11 Mar 2003 Bram   » (Master)

Certs as an anti-spam system

Let us say we wish to build an anti-spam system based on certifications. To make this work, we will need some method of authentication. (We can punt and make a public key be part of an identity). We also need some method of distributing all the certs widely, which must be resistant to attacks which selectively remove certs and anti-certs and also can handle the likely humongous size of the resulting database.

The above problems seem like work, but are much less of a concern than the problem of not having a cert graph evaluation algorithm which we find acceptable. As we can see from the Advogato example, even punting on all the engineering problems by centralizing everything still leaves an open problem as to whether a certification system can work well. Advogato is encouraging, but still immature.

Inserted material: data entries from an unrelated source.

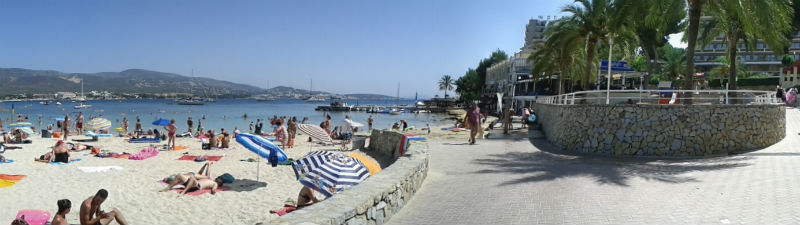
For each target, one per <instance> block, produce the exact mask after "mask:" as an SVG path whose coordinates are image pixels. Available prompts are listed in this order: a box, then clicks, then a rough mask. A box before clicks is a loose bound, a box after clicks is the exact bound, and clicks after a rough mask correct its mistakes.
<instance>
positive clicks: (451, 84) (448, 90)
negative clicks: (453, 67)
mask: <svg viewBox="0 0 800 225" xmlns="http://www.w3.org/2000/svg"><path fill="white" fill-rule="evenodd" d="M439 90H440V91H444V98H445V99H447V91H450V90H453V77H451V76H450V75H444V76H442V79H441V80H439Z"/></svg>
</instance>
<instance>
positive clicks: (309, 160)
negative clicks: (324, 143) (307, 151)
mask: <svg viewBox="0 0 800 225" xmlns="http://www.w3.org/2000/svg"><path fill="white" fill-rule="evenodd" d="M292 167H293V168H294V173H295V176H297V180H298V181H300V183H301V184H303V185H304V186H306V187H309V188H312V189H314V190H316V191H319V192H320V193H322V194H324V195H325V196H327V197H331V196H333V195H334V194H336V193H339V192H341V191H343V190H345V189H347V188H349V187H352V186H355V185H358V184H359V183H361V182H362V181H364V180H366V179H367V178H368V177H369V176H370V173H369V170H368V169H367V168H366V167H365V166H364V165H363V164H361V162H359V161H358V160H356V159H354V158H352V157H350V156H346V155H344V154H338V153H333V154H327V153H319V152H317V153H315V154H311V155H309V156H306V157H304V158H302V159H300V160H297V161H295V162H293V163H292Z"/></svg>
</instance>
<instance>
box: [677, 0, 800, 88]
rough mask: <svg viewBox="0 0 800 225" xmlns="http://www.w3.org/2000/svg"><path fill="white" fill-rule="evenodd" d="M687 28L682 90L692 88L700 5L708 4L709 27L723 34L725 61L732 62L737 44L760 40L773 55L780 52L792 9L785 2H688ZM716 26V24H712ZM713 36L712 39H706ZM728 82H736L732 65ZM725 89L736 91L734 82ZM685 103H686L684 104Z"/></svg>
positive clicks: (735, 58)
mask: <svg viewBox="0 0 800 225" xmlns="http://www.w3.org/2000/svg"><path fill="white" fill-rule="evenodd" d="M687 2H688V3H689V29H688V30H687V34H688V37H687V40H688V46H687V49H686V58H687V59H688V60H687V63H686V89H693V77H694V51H695V47H696V44H697V41H698V40H697V37H698V33H699V30H700V16H701V13H702V9H703V7H704V5H706V4H708V6H707V8H708V9H709V13H708V14H709V15H711V20H712V21H710V22H709V24H710V25H709V26H714V27H716V28H717V29H716V30H717V31H718V32H714V33H721V34H724V35H725V39H726V41H727V46H728V61H731V62H732V61H735V60H736V54H737V51H738V43H739V40H740V39H743V40H744V41H745V43H747V42H750V43H751V44H752V43H756V40H757V39H763V41H764V43H765V44H767V46H769V48H770V49H772V50H773V51H774V52H776V53H778V52H783V50H784V45H786V44H787V43H789V42H788V41H786V36H785V34H786V32H787V31H788V30H789V29H790V28H791V19H792V13H793V9H792V7H790V6H791V5H790V3H789V1H786V0H688V1H687ZM716 24H718V25H716ZM708 37H715V36H710V35H709V36H708ZM730 66H731V68H730V69H729V71H728V72H729V74H728V79H729V80H731V81H734V80H735V79H736V71H737V69H736V68H735V67H736V64H735V63H733V64H731V65H730ZM729 88H731V89H736V82H730V86H729ZM687 102H689V101H687Z"/></svg>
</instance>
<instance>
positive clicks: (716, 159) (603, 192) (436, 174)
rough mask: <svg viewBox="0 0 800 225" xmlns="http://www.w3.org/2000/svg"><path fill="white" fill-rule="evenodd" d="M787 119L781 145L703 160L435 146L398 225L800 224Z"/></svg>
mask: <svg viewBox="0 0 800 225" xmlns="http://www.w3.org/2000/svg"><path fill="white" fill-rule="evenodd" d="M786 117H787V119H786V121H787V124H786V126H787V132H786V138H784V139H783V141H782V142H780V143H778V144H775V145H773V146H770V147H769V148H766V149H763V150H759V151H755V152H751V153H746V154H741V155H736V156H730V157H718V158H708V159H695V160H646V159H614V158H608V157H587V156H565V155H557V154H551V153H548V152H547V151H552V149H553V147H552V146H551V145H549V144H548V143H547V141H546V140H545V139H534V140H532V141H531V140H529V139H528V138H527V135H526V134H525V133H520V134H517V135H515V136H512V137H504V138H502V139H501V138H500V137H499V136H500V135H496V136H495V137H494V138H497V139H489V140H479V142H478V145H474V146H470V145H464V144H465V143H466V140H464V141H440V142H432V143H429V145H430V149H431V161H430V168H431V169H430V171H429V172H428V178H427V180H426V181H425V183H424V185H423V187H422V189H421V190H420V191H419V192H418V193H417V194H416V195H415V196H414V198H413V199H412V200H411V201H410V202H409V203H408V204H407V206H405V208H403V210H402V211H401V212H400V213H399V214H397V215H395V216H394V217H392V219H391V221H390V222H389V223H390V224H798V223H800V135H798V133H800V110H798V109H787V110H786ZM493 135H494V134H493ZM543 150H545V151H543Z"/></svg>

I am now convinced that if we can come up with a certification evaluation primitive which meets the right criteria we will have a spam-fighting solution which will be work well, even if deployed on a global scale. I am furthur convinced that such a primitive exists, although I haven't figured out exactly how to do it yet.

Here are the criteria -

  1. There is a permissible spam factor, s. Say that a spammer has compromised k typical people in a well-connected graph. The spammer then proceeds to repeatedly send pieces of spam from either compromised people or fake people certified by compromised people. After each piece of spam is sent out, the recipient anti-certs the sender. The spammer never bothers sending mail which will be rejected because of the existing anti-certs. The anti-spam criterion states that the attacker should only be able to get about k*s pieces of spam accepted this way before almost any mail they try to send out will get rejected by the trust system.

  2. Let us say an attacker has k people compromised and wishes to use this power to censor others. Due to the anti-spam criterion, it must be possible for the attacker to censor at least k/s typical peers. The censorship criterion says they must not be able to censor any more than that.

Once we find a primitive which meets the above criteria, then we will be able to straightfaced claim to have plans for a global certification based anti-spam system which works on paper. Then we can start worrying about deployment problems.

Partial busy-work functions

I had an interesting thought while pondering circuit complexity today.

We have busy-work functions, which do little more than require some precisely tunable amount of time be spent computing them. For example, computing the secure hash of a sequence of x null characters. I wish to have a busy-work function, b, which meets some additional criteria criteria.

There are to be a fixed number of partial results we can compute each of which takes almost exactly k/2 time, where k is the total amount of busy work for the complete function. Each pair of partial results may be synergistic, meaning that given both of them you can compute b very quickly. Pairs of partial functions which are not synergistic should have the property that if you know both of them it still takes an additional k/2 time to compute b.

We wish to have a specific set of synergy relationships between partical functions. For example, we may want four partial functions P, Q, R, and S such that (P, Q), (Q, R), (P, R) and (R, S) are synergistic but all other pairs are not. My question is, for any given set of synergy relationships, is there always a b and related partial functions which has that property? Can you think of a way of putting together standard (or even not so standard) cryptographic primitives to make an implementation?

My intuition very strongly says that this is possible, but I don't immediately see a way of doing it.